Looking at Trees to Understand the Forest

David Simon (of The Wire fame) has sucked me into another brilliant television series with Generation Kill. It is the story of a Marine recon unit at the beginning of the Iraq war. At the heart of all the action, the seven-part miniseries offers an intimate and honest profiles of individual Marines.

The characters don’t so much displace stereotypes as reveal texture and insight about the unique qualities of individual Marines.

The series got me thinking once again about different ways to analyze data. Almost four years ago, I posted a couple blog posts (Part 1 and Part 2) making a case for analyzing and visualizing data at a granular level to uncover patterns and behaviors. Generation Kill is a case study in looking closely at the individual trees to understand the forest.

Analytics is a journey of exploration--a continuous series of iterations with the goal of deeper understanding based on better questions and more targeted analyses. Einstein said:

"To raise new questions, new possibilities, to regard old problems from a new angle, requires creative imagination and marks real advance in science."

How to arrive at new questions?

In the previous blog post, I described examples from online learning, credit cards usage, and football film study to show how granular analysis can spur new questions. I’ve stumbled across a series of new examples recently:

Surveys. Survey analysis is hard work--just ask Ken who recently presented results from Juice’s survey on the practice of information visualization in organizations. If a survey is mostly about understanding your audience, rolling up responses by questions can’t be the only approach (though it is the most common). Cross tabs ("displays the joint distribution of two or more variables") are one direction to go. Another approach is to look for people who share common characteristics or patterns in their responses.

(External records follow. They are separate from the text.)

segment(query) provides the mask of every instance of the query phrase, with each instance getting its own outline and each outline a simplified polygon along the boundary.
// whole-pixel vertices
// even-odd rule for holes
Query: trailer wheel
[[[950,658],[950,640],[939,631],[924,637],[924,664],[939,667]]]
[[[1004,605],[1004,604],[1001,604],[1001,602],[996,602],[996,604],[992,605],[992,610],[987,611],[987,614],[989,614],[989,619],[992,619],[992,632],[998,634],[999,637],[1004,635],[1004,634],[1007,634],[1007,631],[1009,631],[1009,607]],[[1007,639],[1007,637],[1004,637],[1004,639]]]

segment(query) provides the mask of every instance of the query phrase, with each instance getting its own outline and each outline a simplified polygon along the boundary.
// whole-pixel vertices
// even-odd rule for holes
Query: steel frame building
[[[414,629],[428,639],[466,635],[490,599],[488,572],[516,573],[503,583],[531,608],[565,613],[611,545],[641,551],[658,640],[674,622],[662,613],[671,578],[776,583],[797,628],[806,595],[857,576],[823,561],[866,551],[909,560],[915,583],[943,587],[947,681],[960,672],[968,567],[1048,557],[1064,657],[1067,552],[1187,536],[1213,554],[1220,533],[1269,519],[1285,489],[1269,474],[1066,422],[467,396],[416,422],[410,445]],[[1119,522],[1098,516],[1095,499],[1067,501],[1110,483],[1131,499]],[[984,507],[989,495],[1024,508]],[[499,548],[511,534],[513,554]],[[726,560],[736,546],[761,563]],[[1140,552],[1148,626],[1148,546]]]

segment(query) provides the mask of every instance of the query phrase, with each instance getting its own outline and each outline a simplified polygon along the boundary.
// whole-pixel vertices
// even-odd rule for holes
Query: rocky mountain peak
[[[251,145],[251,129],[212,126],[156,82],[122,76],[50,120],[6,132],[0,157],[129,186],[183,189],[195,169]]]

Macrofocus’ SurveyVisualizer is the most innovative survey analysis tool I’ve seen and it emphasizes data at a granular level.

"All the analysis elements are always shown as grey lines in the background. This provides an overview of the ranges and spreads of the individual values for each node, and facilitates the detection of outliers." (from Visualization of Large-Scale Customer Satisfaction Surveys Using a Parallel Coordinate Tree)

Medical research. Research studies are conducted against carefully defined target and control populations with aggregate statistics across these populations required for conclusions. However, the ability to review the patterns of diagnoses and procedures at the individual patient-level can help test assumptions about the target population and refine the parameters of a study. Better model inputs; better results.

Speech analytics. Michel Guillet at Nexidia recently told me about their approach to speech data:

Nexidia’s speech analytics can mine thousands of hours of audio to categorize, correlate or spot trends. However, it is quite often in identifying and listening to a lone outlier that the application provides its most valuable insights. Some examples of outliers can be the very long call of a particular call type, the extremely abrupt one, the one with the most languages spoken or the one where no one is speaking at all. An outlier can change your hypotheses and put you in a different direction…perhaps a better one. Nexidia’s reporting and analysis tools offer many different methodologies including histograms, analysis of means charts and flexible filtration by meta-data to identify outliers in large amounts of data. In addition, Nexidia’s ad-hoc search functionality allows users to search an entire body of audio content at any time, which is often helpful to find the “smoking gun" or a single recording which can make or break an argument.

Of course you can’t be assured of a full or accurate picture when looking at granular data, but somewhere between standard aggregation-based analysis and granular views lies the truth.